The shock of the Gospels must not then have been the presence of this standard literary trope, but the adaptation of such supreme cultural exaltation to an indigent Jewish peasant, an individual otherwise marginal and obscure on the grand stage of classical antiquity.
(ibid., p. 181, my bold)

The Gospel Jesus and Peregrinus Protes have in common their being perfect mr. Nothing that yet are supremely exalted by use of standard literary tropes, etc.

But Peregrinus was totally ex novo literary invention by Lucian, without no propagandistic religious second ends. Behind the name ''Peregrinus Proteus'' there was not a Church. But Lucian invented Peregrinus Proteus as parody of the counter-cultural sects as Christianity.

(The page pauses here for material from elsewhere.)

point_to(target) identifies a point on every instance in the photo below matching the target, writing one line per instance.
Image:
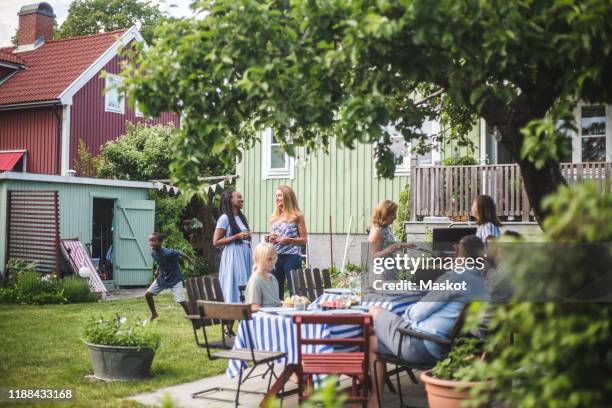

I wonder then if what transformed Christianity -- the genuine ''shock'' of the Gospels -- was the intrinsic contradiction of a mr. Nothing however worthy of greater possible glory, the mere side effect of the application of the conventional cultural legends and tropes on the previous object of Christian worship.

In some way, I suspect that the insignificance of Jesus (in the Gospel fiction, but already in Paul, too) was at same time his major point of force, as counter-cultural iconic figure from the beginning.

Could that insignificance, that obscurity, his being a vanishing point, be already part of the original myth ? Not as modest corollary, but as constitutive of him?
Nihil enim in speciem fallacius est quam prava religio. -Liv. xxxix. 16.